Kebijakan sosial di negara lain
Beberapa negara punya pendekatan serupa dalam bentuk berbeda. Di Amerika Serikat, misalnya, narapidana yang bebas dari kasus seksual harus mendaftar sebagai sex offender dan datanya bisa diakses publik.

Di Inggris, sistem Disclosure and Barring Service memungkinkan lembaga mengetahui latar belakang kriminal seseorang sebelum direkrut untuk posisi strategis.

Di Indonesia, regulasi pemilu sempat menyatakan bahwa eks koruptor dilarang maju sebagai calon legislatif, tapi Mahkamah Konstitusi kemudian membatalkan larangan itu.

Akibatnya, pada Pemilu 2024, setidaknya 52 mantan napi korupsi kembali mencalonkan diri, dan beberapa di antaranya terpilih. Inilah indikasi bahwa kita gagal menanamkan rasa malu sebagai perangkat etik dalam demokrasi.

Penerapan tanda “EK” tentu harus melalui mekanisme hukum yang adil dan proporsional. Penanda ini tidak boleh berlaku seumur hidup, dan harus dibatasi pada konteks tertentu—misalnya lima atau sepuluh tahun setelah bebas.

Di sisi lain, korupsi adalah kejahatan yang berlevel sistemik dan multidimensi: efeknya tidak hanya merugikan negara, tetapi juga memperdalam kemiskinan, memperparah ketimpangan, dan menghancurkan kepercayaan terhadap negara.

Korupsi membuat rumah sakit kekurangan obat, sekolah rusak tak diperbaiki, dan proyek air bersih mangkrak. Dengan kata lain: korupsi membunuh perlahan.

Maka jika seorang pembunuh bisa dikenai penjara seumur hidup, mengapa seorang koruptor tak bisa dikenai pengingat sosial yang adil?

Dua pilihan
Mari kita ajukan satu pertanyaan eksistensial kepada para koruptor: pilih mati, atau hidup dengan tanda “EK” di KTP-mu?

Sebagian besar mungkin memilih tanda itu. Tapi bayangkan jika setiap kali membuka akun bank, mengurus dokumen negara, atau membeli properti, mereka diingatkan oleh dua huruf yang tidak bisa dibeli dengan uang: “EK”.

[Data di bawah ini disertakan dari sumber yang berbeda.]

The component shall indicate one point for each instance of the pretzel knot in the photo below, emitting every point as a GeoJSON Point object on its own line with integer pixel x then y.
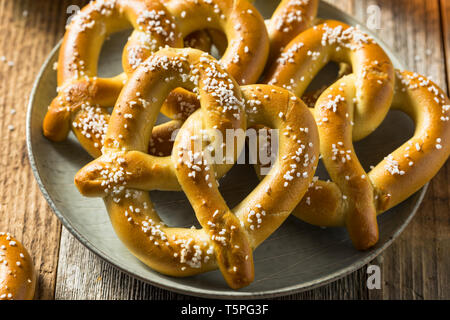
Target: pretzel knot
{"type": "Point", "coordinates": [125, 171]}
{"type": "Point", "coordinates": [83, 97]}
{"type": "Point", "coordinates": [351, 109]}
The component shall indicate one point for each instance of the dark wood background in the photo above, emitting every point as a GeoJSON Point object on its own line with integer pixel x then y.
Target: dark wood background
{"type": "Point", "coordinates": [416, 266]}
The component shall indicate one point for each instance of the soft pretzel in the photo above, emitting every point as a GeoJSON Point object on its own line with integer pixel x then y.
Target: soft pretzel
{"type": "Point", "coordinates": [17, 276]}
{"type": "Point", "coordinates": [290, 19]}
{"type": "Point", "coordinates": [354, 197]}
{"type": "Point", "coordinates": [335, 41]}
{"type": "Point", "coordinates": [125, 170]}
{"type": "Point", "coordinates": [83, 97]}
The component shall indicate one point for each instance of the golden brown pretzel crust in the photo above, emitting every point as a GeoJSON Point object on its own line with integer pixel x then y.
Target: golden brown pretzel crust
{"type": "Point", "coordinates": [355, 197]}
{"type": "Point", "coordinates": [289, 19]}
{"type": "Point", "coordinates": [17, 276]}
{"type": "Point", "coordinates": [156, 25]}
{"type": "Point", "coordinates": [227, 237]}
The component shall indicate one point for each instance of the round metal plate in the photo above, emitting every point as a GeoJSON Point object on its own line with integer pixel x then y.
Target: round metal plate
{"type": "Point", "coordinates": [296, 257]}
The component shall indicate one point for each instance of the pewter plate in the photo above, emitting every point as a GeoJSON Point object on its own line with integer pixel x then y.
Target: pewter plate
{"type": "Point", "coordinates": [296, 257]}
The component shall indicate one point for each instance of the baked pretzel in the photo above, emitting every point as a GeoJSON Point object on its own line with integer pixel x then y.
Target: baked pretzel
{"type": "Point", "coordinates": [351, 109]}
{"type": "Point", "coordinates": [354, 198]}
{"type": "Point", "coordinates": [83, 97]}
{"type": "Point", "coordinates": [335, 41]}
{"type": "Point", "coordinates": [17, 276]}
{"type": "Point", "coordinates": [125, 170]}
{"type": "Point", "coordinates": [290, 19]}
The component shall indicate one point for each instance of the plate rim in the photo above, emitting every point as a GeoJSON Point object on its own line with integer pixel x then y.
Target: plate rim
{"type": "Point", "coordinates": [199, 292]}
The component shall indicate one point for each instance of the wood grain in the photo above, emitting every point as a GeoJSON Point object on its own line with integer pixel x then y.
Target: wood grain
{"type": "Point", "coordinates": [415, 266]}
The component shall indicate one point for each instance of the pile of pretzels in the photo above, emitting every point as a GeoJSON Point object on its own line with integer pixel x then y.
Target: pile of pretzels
{"type": "Point", "coordinates": [259, 82]}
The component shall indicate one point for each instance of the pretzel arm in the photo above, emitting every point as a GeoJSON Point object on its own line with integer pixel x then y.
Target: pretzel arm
{"type": "Point", "coordinates": [334, 116]}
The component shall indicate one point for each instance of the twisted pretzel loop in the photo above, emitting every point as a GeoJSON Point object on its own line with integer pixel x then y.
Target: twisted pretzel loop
{"type": "Point", "coordinates": [228, 236]}
{"type": "Point", "coordinates": [350, 110]}
{"type": "Point", "coordinates": [354, 197]}
{"type": "Point", "coordinates": [83, 97]}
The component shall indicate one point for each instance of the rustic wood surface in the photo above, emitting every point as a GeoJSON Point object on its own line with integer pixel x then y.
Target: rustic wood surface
{"type": "Point", "coordinates": [415, 267]}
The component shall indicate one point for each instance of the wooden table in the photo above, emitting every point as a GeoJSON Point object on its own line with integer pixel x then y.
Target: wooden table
{"type": "Point", "coordinates": [416, 266]}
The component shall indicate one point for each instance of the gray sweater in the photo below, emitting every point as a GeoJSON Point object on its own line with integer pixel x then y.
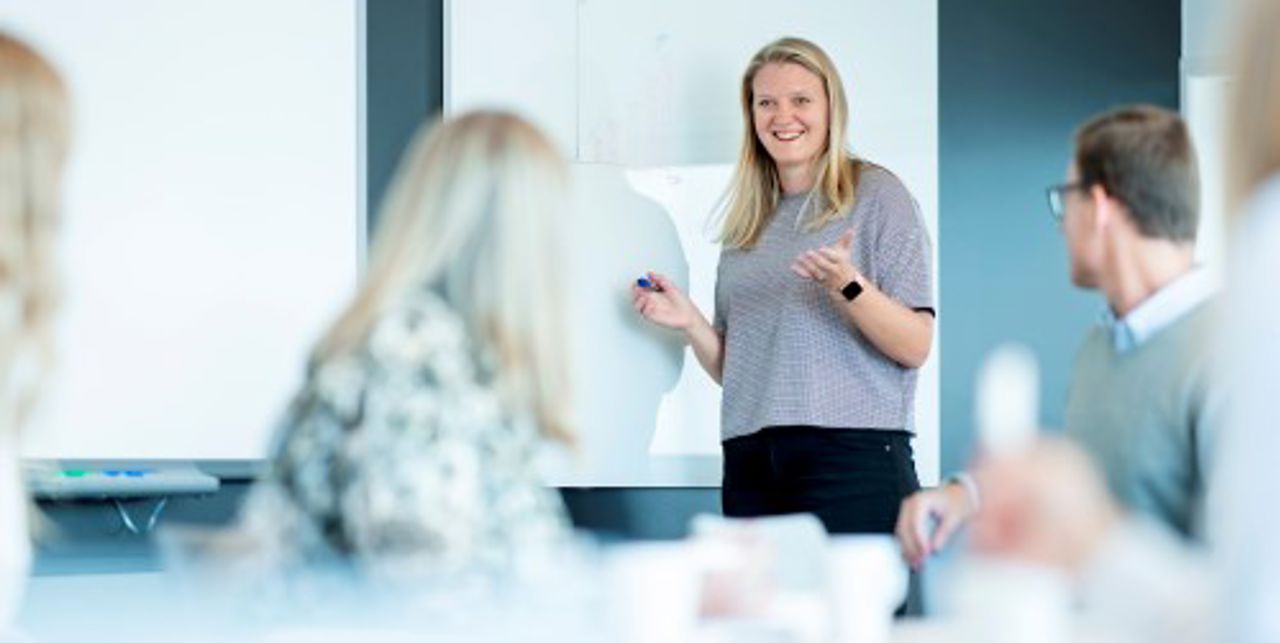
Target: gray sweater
{"type": "Point", "coordinates": [790, 356]}
{"type": "Point", "coordinates": [1148, 416]}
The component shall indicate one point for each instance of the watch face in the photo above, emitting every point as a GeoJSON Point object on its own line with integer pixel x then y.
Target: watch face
{"type": "Point", "coordinates": [851, 291]}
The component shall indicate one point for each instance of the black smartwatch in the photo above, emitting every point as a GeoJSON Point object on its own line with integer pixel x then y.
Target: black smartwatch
{"type": "Point", "coordinates": [851, 291]}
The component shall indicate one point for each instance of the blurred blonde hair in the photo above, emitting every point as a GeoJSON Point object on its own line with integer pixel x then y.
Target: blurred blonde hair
{"type": "Point", "coordinates": [35, 135]}
{"type": "Point", "coordinates": [474, 211]}
{"type": "Point", "coordinates": [754, 192]}
{"type": "Point", "coordinates": [1253, 135]}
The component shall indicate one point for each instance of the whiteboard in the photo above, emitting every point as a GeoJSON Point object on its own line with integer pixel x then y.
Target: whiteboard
{"type": "Point", "coordinates": [211, 219]}
{"type": "Point", "coordinates": [1205, 105]}
{"type": "Point", "coordinates": [643, 99]}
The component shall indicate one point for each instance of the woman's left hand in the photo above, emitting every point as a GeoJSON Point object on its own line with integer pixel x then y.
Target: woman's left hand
{"type": "Point", "coordinates": [830, 265]}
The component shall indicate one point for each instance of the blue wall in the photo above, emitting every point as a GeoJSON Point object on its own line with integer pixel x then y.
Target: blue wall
{"type": "Point", "coordinates": [1015, 78]}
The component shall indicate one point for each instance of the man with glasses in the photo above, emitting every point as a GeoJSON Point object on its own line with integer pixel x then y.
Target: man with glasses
{"type": "Point", "coordinates": [1141, 401]}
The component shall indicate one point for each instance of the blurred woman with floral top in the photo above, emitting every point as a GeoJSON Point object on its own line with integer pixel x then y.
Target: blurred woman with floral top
{"type": "Point", "coordinates": [411, 447]}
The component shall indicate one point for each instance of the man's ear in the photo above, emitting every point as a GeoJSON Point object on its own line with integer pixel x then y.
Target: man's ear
{"type": "Point", "coordinates": [1104, 208]}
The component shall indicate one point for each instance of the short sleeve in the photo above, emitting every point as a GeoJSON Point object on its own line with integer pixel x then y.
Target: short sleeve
{"type": "Point", "coordinates": [903, 251]}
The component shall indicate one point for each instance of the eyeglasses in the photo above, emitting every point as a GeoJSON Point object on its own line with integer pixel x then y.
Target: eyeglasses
{"type": "Point", "coordinates": [1057, 197]}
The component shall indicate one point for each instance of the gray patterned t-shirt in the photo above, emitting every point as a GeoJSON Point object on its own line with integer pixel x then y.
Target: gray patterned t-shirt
{"type": "Point", "coordinates": [790, 356]}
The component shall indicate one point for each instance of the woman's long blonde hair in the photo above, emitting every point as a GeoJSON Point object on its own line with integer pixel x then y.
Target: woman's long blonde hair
{"type": "Point", "coordinates": [475, 211]}
{"type": "Point", "coordinates": [1253, 128]}
{"type": "Point", "coordinates": [35, 135]}
{"type": "Point", "coordinates": [753, 196]}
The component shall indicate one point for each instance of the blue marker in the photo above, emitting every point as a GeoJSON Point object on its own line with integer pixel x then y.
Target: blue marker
{"type": "Point", "coordinates": [644, 282]}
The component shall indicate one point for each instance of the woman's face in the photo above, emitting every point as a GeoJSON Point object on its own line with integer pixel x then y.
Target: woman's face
{"type": "Point", "coordinates": [789, 106]}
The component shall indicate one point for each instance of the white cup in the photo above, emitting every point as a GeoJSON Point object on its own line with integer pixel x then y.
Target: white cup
{"type": "Point", "coordinates": [867, 583]}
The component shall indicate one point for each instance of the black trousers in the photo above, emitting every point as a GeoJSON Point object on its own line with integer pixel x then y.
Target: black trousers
{"type": "Point", "coordinates": [851, 479]}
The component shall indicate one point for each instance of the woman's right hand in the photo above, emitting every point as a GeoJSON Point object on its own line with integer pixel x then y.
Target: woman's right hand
{"type": "Point", "coordinates": [666, 305]}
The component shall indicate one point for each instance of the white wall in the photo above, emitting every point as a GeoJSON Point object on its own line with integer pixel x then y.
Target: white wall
{"type": "Point", "coordinates": [211, 217]}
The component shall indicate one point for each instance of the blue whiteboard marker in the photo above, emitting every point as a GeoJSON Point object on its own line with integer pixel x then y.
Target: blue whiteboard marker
{"type": "Point", "coordinates": [644, 282]}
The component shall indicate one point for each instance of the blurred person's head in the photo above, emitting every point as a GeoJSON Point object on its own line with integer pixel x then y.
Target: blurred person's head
{"type": "Point", "coordinates": [475, 214]}
{"type": "Point", "coordinates": [794, 119]}
{"type": "Point", "coordinates": [35, 132]}
{"type": "Point", "coordinates": [1132, 178]}
{"type": "Point", "coordinates": [1253, 127]}
{"type": "Point", "coordinates": [1048, 505]}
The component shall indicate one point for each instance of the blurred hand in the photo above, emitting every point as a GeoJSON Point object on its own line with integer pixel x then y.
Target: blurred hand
{"type": "Point", "coordinates": [927, 520]}
{"type": "Point", "coordinates": [1047, 505]}
{"type": "Point", "coordinates": [831, 265]}
{"type": "Point", "coordinates": [667, 306]}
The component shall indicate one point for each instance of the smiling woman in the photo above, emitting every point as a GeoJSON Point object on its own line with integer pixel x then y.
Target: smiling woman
{"type": "Point", "coordinates": [823, 309]}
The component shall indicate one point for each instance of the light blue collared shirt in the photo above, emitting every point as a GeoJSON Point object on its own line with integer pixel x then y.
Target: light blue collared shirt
{"type": "Point", "coordinates": [1160, 310]}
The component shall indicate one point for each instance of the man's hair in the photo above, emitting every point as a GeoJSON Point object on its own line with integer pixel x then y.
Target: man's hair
{"type": "Point", "coordinates": [1142, 155]}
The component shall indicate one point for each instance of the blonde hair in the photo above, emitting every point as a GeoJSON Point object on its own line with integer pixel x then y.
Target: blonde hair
{"type": "Point", "coordinates": [754, 192]}
{"type": "Point", "coordinates": [1253, 135]}
{"type": "Point", "coordinates": [474, 213]}
{"type": "Point", "coordinates": [35, 133]}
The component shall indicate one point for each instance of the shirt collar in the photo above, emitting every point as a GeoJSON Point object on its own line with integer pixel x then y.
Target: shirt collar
{"type": "Point", "coordinates": [1160, 310]}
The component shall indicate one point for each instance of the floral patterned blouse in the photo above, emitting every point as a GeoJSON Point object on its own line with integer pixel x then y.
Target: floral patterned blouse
{"type": "Point", "coordinates": [402, 459]}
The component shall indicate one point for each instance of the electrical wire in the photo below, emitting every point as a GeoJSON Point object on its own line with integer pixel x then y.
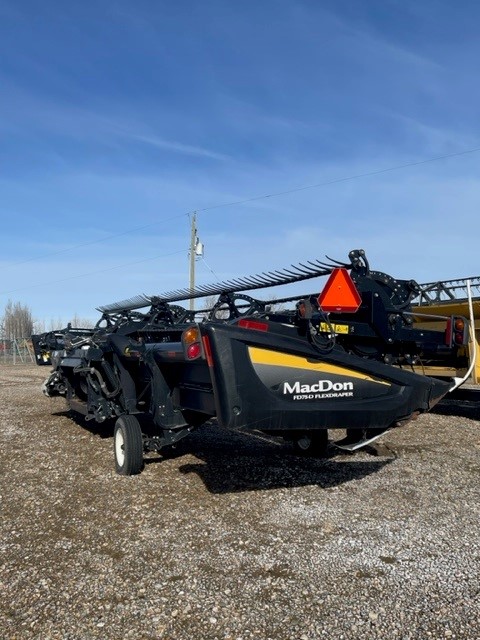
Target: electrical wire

Maka tanda itu menjadi pelajaran bahwa kekuasaan itu amanah, bukan jalan menuju perampokan berjamaah.

Dalam masyarakat yang ingin bangkit, lupa adalah kemewahan yang berbahaya. Tanda “EK” bukan untuk menghakimi seumur hidup, tapi untuk membentuk sejarah keadaban.

Sebab kita ingin bangsa ini maju, bukan hanya dengan gedung-gedung tinggi dan jalan tol yang megah, tapi juga dengan kesadaran bahwa kejujuran adalah infrastruktur moral yang paling mahal.